Toch kon ze zich niet aan de indruk onttrekken dat hij haar in de maling nam. Zephyr was de verpersoonlijking van een man die zich niet wil binden, dat had hij haar van meet af aan duidelijk gemaakt. Na die eerste nacht had ze niet voor niets gedacht dat het daarbij zou blijven. Het had haar verrast dat hij tijdens hun volgende project weer met haar naar bed had gewild, en ook in Seattle bleef hij haar opzoeken. Al was hij wel zo slim om haar de tijd te geven aan hun nieuwe manier van omgaan met elkaar te wennen.
‘Je lijkt in verwarring gebracht.’
‘Zo voel ik me ook,’ gaf ze toe.
‘Ik zou niet weten waarom. Tenslotte dromen Amerikanen daar toch ook van? Op een dag kom ik de ware tegen en misschien word ik wel verliefd op haar, net als Neo.’

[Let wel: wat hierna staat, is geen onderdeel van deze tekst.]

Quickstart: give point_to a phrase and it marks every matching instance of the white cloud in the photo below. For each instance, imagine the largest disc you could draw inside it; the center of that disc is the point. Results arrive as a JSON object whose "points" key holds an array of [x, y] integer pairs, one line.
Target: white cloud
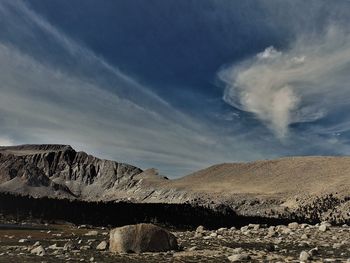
{"points": [[303, 83]]}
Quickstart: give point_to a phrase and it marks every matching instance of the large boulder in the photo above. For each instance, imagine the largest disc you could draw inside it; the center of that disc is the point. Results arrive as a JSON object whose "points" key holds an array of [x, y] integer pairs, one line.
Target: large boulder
{"points": [[141, 238]]}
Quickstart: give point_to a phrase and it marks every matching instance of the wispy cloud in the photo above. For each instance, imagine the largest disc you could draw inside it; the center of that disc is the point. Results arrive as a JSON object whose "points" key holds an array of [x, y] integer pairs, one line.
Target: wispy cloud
{"points": [[55, 90], [305, 82]]}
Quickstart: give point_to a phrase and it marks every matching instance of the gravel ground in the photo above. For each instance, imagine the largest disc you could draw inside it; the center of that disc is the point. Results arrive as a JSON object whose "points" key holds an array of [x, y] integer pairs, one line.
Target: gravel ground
{"points": [[252, 243]]}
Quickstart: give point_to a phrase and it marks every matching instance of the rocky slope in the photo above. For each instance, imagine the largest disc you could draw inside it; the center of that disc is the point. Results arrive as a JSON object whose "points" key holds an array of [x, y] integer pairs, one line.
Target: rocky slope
{"points": [[305, 188], [58, 170]]}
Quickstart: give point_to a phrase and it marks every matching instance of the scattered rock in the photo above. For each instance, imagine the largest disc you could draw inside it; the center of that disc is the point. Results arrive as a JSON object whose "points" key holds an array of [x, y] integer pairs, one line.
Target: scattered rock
{"points": [[304, 256], [323, 228], [293, 225], [102, 246], [92, 233], [200, 229], [238, 257]]}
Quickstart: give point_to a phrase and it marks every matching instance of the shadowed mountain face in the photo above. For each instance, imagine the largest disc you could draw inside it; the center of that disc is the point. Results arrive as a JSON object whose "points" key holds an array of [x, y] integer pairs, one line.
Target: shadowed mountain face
{"points": [[313, 188], [58, 170]]}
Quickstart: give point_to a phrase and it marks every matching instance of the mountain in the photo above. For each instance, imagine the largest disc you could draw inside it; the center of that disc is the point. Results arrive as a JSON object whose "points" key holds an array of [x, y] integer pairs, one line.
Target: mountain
{"points": [[60, 171], [314, 188]]}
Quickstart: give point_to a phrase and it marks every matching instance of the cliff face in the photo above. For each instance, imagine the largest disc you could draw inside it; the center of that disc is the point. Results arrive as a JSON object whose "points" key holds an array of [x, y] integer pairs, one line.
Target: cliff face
{"points": [[58, 170]]}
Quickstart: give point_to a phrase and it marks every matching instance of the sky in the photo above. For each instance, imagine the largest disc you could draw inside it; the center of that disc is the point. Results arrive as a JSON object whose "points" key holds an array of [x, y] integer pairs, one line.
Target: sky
{"points": [[177, 85]]}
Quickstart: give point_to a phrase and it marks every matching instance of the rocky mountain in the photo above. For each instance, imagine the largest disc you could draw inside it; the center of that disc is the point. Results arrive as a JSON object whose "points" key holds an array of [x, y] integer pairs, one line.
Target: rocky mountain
{"points": [[60, 171], [314, 188]]}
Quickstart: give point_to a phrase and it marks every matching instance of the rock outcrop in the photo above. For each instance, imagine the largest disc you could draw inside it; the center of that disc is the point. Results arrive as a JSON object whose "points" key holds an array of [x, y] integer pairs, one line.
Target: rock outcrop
{"points": [[60, 171], [294, 188], [141, 238]]}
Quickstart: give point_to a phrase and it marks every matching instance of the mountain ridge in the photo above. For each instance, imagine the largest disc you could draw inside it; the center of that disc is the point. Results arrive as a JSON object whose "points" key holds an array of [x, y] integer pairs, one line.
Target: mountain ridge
{"points": [[281, 188]]}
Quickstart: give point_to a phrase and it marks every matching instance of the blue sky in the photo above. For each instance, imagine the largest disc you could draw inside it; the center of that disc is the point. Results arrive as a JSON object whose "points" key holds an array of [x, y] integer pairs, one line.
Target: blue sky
{"points": [[177, 85]]}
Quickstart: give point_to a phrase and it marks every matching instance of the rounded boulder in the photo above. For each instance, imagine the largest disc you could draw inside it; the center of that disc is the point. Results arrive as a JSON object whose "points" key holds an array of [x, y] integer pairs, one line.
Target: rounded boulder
{"points": [[141, 238]]}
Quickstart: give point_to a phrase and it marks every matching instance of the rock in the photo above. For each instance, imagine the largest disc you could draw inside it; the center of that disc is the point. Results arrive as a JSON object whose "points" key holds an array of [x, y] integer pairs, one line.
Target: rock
{"points": [[36, 244], [323, 228], [54, 247], [213, 234], [192, 248], [198, 234], [304, 256], [221, 230], [313, 252], [238, 257], [141, 238], [69, 246], [92, 233], [39, 251], [102, 246], [305, 236], [293, 225], [200, 229]]}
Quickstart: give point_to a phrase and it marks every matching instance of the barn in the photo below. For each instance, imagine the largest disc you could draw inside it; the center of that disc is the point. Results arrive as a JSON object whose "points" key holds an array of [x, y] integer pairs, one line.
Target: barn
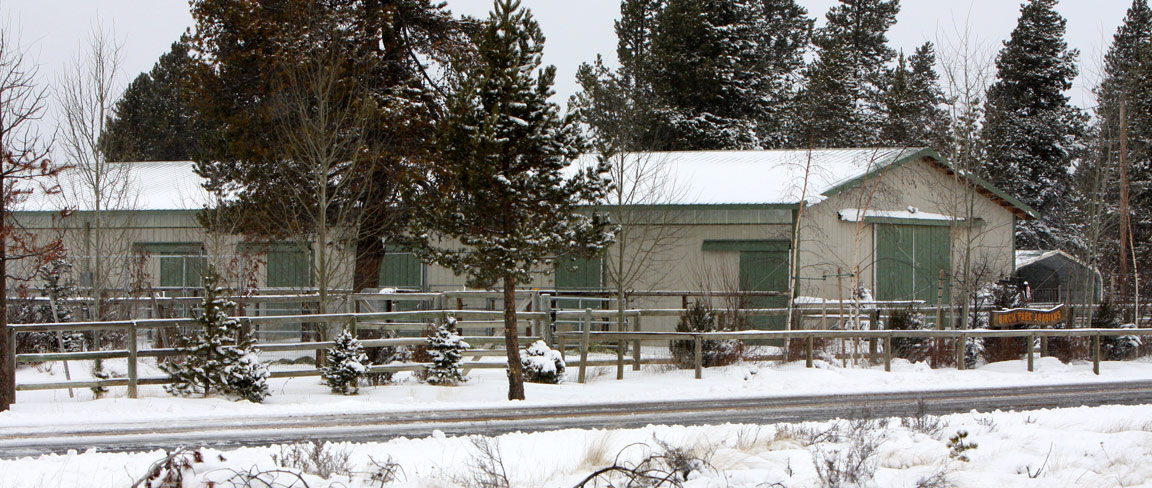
{"points": [[903, 223]]}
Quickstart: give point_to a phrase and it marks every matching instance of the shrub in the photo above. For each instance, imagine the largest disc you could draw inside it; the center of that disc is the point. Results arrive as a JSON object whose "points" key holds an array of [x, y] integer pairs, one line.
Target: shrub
{"points": [[543, 364], [386, 355], [218, 357], [446, 350], [346, 364], [914, 349], [699, 318]]}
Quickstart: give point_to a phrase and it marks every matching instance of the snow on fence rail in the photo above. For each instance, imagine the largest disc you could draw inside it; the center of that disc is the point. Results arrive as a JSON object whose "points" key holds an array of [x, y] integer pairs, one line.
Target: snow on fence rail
{"points": [[542, 325]]}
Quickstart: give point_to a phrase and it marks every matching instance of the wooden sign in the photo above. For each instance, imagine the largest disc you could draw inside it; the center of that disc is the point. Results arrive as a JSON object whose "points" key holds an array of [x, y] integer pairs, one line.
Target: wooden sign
{"points": [[1028, 317]]}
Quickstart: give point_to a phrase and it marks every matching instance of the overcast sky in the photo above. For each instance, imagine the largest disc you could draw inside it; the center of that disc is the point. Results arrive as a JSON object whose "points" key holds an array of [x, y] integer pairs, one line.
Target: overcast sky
{"points": [[576, 30]]}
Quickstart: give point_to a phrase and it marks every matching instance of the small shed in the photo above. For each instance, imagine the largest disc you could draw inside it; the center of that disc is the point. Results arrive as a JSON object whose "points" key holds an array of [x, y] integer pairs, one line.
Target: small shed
{"points": [[1052, 274]]}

Zijn woorden sneden als een mes door haar ziel, omdat ze impliceerden dat hij de ware tot nu toe blijkbaar nog niet had gevonden. Dan kon zíj dat dus in elk geval niet zijn. Nu ze zichzelf eindelijk had bekend wat ze voor hem voelde, deed dat extra pijn. Onwillekeurig raakte ze haar halsketting aan, als om er troost uit te putten. Als je iemand zo wilde verwennen, dan hield je toch van haar? Waarom had hij haar dit cadeau anders gegeven? Ze was bang dat ze het antwoord op die vraag eigenlijk al wist. Hij gebruikte het als wisselgeld, omdat hij niet in staat was om liefde te geven. Niet aan zijn moeder, die hem te diep had gekwetst, en ook niet aan haar.
‘Je lijkt mij niet het huisje-boompje-beestjetype, Zephyr,’ merkte ze echter luchtig op. ‘Je gedraagt je in alle opzichten als een vrijgezel en verslijt het ene vriendinnetje na het andere.’
‘Dat deed Neo ook voor hij Cass ontmoette, maar ik wil de wereld net zo goed iets nalaten als elke andere man.’
‘Ben je nu serieus?’ Ze vroeg het voor de vorm, want aan de uitdrukking op zijn gezicht te zien was er geen twijfel mogelijk. Hij meende wat hij zei.
‘Waarom zou ik het niet menen? Ik ben niet van plan om verliefd te worden, maar ik zal zeker op een dag trouwen en kinderen op de wereld zetten. Waarom zou ik een bedrijf opbouwen als ik het aan niemand kan nalaten?’
Blijkbaar kwamen de kinderen van zijn zus daarvoor niet in aanmerking. Hij wilde een eigen gezin.
‘Maar je bent niet van plan om verliefd te worden?’
‘Nee.’
Van zijn standpunt uit bezien leek dat logisch, al deden zijn woorden haar pijn. Ze had het gevoel dat haar keel werd dichtgeknepen.